Learn to Publish Your Python Package in Simple Ways
Learn How to Turn Your ML Project into a Reusable Python Library
As a data scientist with Python programming knowledge, I am sure the reader has experience installing the machine learning package for any data work. However, have you thought about creating and publishing your package? Especially if you have a reusable pipeline that you want to share with the community.
Building and publishing your package has many advantages, including consistency across coding projects, easy collaboration with the community, and improved credibility within the field.
Understanding how important it is to build and publish your package, this article will teach you how to do that in these easy steps.
Curious about it? Let’s get into it.
Build and Publish Your Python ML Packages
In this article, we will build a reusable machine-learning classifier pipeline that we can use easily by changing the parameters instead of structuring the pipeline from scratch.

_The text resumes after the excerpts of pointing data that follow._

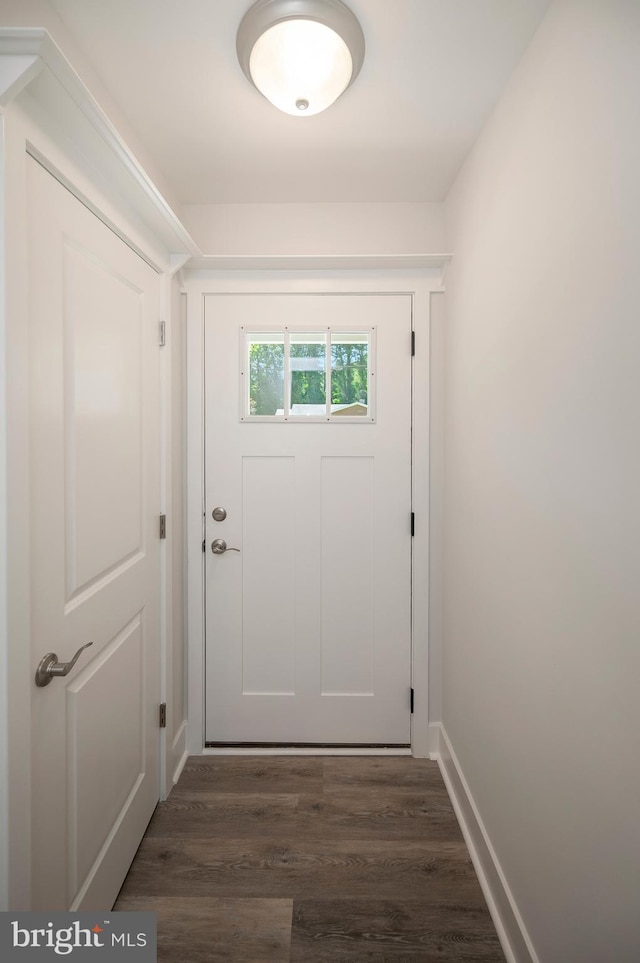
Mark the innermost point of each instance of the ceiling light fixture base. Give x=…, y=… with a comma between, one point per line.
x=272, y=51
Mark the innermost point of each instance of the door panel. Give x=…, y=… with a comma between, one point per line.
x=308, y=626
x=94, y=450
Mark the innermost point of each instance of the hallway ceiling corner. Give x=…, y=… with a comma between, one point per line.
x=432, y=74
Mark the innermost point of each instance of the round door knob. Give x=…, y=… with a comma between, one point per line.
x=219, y=547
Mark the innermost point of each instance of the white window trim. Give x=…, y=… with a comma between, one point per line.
x=288, y=417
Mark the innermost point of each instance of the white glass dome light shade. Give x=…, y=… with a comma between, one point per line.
x=301, y=66
x=300, y=54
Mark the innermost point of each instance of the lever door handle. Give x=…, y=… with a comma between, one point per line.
x=219, y=547
x=49, y=667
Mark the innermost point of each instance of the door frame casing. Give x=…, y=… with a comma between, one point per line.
x=419, y=286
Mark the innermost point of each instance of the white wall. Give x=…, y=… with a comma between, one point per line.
x=542, y=544
x=316, y=228
x=40, y=13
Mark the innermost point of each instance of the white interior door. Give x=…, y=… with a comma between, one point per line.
x=309, y=624
x=94, y=454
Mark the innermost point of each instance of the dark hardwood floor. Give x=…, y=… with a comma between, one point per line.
x=304, y=859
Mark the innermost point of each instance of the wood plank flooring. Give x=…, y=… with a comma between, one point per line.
x=304, y=859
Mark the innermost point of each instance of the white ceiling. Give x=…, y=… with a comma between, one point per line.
x=433, y=71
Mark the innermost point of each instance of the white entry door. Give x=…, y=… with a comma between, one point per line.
x=94, y=470
x=308, y=454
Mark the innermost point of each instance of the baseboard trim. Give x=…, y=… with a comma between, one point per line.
x=512, y=933
x=292, y=751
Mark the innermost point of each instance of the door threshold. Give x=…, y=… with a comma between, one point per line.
x=302, y=749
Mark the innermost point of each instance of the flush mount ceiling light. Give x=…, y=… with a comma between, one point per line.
x=301, y=54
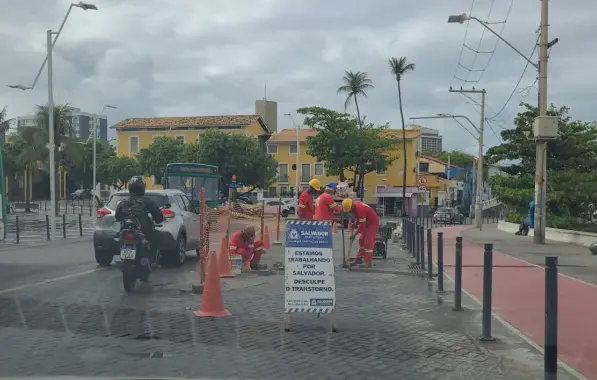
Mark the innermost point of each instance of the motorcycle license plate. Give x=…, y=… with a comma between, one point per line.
x=128, y=253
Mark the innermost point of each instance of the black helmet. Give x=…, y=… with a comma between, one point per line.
x=137, y=185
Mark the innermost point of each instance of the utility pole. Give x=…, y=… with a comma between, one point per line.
x=541, y=153
x=479, y=180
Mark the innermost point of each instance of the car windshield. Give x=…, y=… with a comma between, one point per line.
x=192, y=185
x=160, y=199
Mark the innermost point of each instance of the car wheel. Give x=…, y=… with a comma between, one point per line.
x=103, y=258
x=179, y=255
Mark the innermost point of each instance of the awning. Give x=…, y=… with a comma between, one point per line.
x=393, y=194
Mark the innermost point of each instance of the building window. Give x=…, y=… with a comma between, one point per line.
x=305, y=172
x=382, y=172
x=134, y=144
x=283, y=173
x=319, y=170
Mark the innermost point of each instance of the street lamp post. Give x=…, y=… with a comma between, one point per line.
x=95, y=152
x=51, y=146
x=545, y=127
x=298, y=153
x=479, y=179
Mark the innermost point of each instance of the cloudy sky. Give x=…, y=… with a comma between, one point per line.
x=200, y=57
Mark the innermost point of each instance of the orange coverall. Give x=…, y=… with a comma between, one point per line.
x=305, y=206
x=250, y=251
x=325, y=207
x=368, y=224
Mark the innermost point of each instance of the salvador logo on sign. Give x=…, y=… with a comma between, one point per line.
x=293, y=234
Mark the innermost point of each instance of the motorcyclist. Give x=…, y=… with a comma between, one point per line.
x=136, y=187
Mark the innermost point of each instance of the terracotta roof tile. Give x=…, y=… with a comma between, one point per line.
x=289, y=135
x=189, y=121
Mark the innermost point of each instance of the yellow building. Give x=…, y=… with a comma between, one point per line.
x=282, y=146
x=135, y=134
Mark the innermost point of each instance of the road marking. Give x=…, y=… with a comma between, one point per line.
x=48, y=281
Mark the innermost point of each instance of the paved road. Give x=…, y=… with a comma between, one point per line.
x=519, y=293
x=83, y=324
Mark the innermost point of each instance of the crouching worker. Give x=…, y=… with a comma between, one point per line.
x=367, y=226
x=243, y=243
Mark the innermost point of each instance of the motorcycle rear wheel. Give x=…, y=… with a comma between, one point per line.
x=129, y=276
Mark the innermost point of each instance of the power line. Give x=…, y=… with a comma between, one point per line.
x=477, y=50
x=526, y=66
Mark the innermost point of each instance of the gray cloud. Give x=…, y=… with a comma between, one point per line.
x=153, y=57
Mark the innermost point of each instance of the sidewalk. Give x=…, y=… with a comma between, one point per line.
x=390, y=327
x=518, y=289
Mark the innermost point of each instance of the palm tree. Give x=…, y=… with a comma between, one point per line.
x=356, y=83
x=399, y=67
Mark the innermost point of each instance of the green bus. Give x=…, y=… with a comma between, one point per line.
x=190, y=178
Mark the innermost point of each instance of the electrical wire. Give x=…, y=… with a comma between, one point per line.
x=477, y=51
x=526, y=66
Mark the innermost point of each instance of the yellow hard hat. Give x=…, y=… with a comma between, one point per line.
x=314, y=183
x=347, y=205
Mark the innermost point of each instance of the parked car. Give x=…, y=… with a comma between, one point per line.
x=81, y=194
x=178, y=233
x=284, y=207
x=448, y=215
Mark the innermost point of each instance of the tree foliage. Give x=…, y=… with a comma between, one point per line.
x=233, y=154
x=116, y=171
x=343, y=143
x=571, y=164
x=162, y=151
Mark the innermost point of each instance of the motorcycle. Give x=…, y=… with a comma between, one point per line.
x=135, y=254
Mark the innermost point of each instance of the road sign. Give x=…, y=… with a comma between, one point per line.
x=309, y=274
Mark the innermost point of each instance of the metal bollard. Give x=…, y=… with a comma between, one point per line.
x=487, y=289
x=18, y=230
x=440, y=263
x=47, y=227
x=422, y=247
x=416, y=245
x=429, y=255
x=458, y=276
x=550, y=357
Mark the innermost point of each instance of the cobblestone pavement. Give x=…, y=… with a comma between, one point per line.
x=390, y=327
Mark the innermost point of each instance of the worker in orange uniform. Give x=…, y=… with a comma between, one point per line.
x=243, y=243
x=306, y=209
x=326, y=206
x=367, y=226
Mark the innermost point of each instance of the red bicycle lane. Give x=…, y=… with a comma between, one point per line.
x=519, y=299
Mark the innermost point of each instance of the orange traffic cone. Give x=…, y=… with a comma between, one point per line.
x=212, y=303
x=224, y=267
x=266, y=242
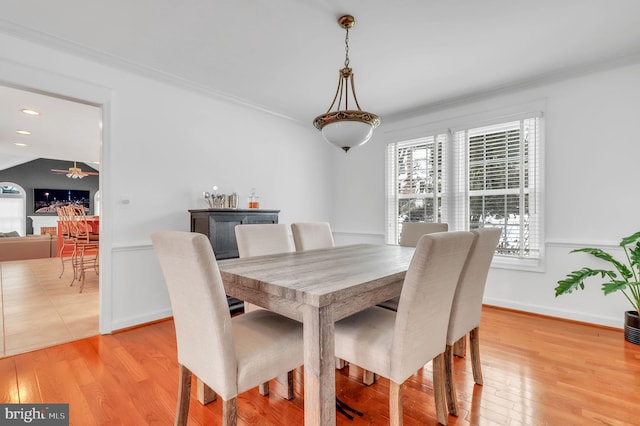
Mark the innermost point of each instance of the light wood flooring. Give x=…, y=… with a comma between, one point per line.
x=537, y=371
x=38, y=309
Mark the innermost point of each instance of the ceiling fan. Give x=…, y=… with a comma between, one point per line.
x=74, y=172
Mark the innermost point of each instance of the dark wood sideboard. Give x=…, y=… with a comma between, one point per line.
x=219, y=226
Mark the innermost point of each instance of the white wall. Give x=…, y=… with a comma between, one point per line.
x=591, y=161
x=187, y=142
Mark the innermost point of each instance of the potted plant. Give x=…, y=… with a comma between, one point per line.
x=623, y=277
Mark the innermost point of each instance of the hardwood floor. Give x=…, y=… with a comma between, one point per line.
x=537, y=371
x=39, y=309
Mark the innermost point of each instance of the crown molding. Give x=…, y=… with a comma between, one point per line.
x=519, y=85
x=48, y=40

For example, the pipeline above will be distributed as a package called selectml. You can also see the whole code in the selectml repository.
As a reminder, the reader is already comfortable using Python and understands how to build a simple machine-learning model. We will not explore machine learning; we will focus on building and publishing the ML packages.
Let’s start our project by preparing the structure.
Step 1: Prepare Your Project Structure
The first step is to prepare our project structure. For the selected package, we will use the following structure. Also, don’t forget to create a virtual environment to isolate everything from your main environment.
selectml/
├── selectml/
│ ├── __init__.py
│ ├── preprocessing.py
│ ├── models.py
│ └── pipeline.py
├── tests/
│ └── test_pipeline.py
├── README.md
├── setup.py
├── LICENSE
└── requirements.txt
Create all the folders and files as structured above, and let’s move on to the next step.
Step 2: Develop The Library Code
This is the step in which we will develop all the required machine learning pipeline codes for the selected library. We will divide it into three parts: the data preprocessing, the models, and the pipeline.
First, let’s start with the preprocessing. We will use the following code inside the preprocessing file.
import pandas as pd
import numpy as np
from sklearn.impute import SimpleImputer
from sklearn.preprocessing import StandardScaler, OneHotEncoder
from sklearn.compose import ColumnTransformer
class DataPreprocessor:
def __init__(self):
self.preprocessor = None
def fit_transform(self, df, numerical_features, categorical_features):
"""Fits transformers on numerical and categorical features and transforms the data."""
numeric_transformer = StandardScaler()
categorical_transformer = OneHotEncoder(handle_unknown='ignore')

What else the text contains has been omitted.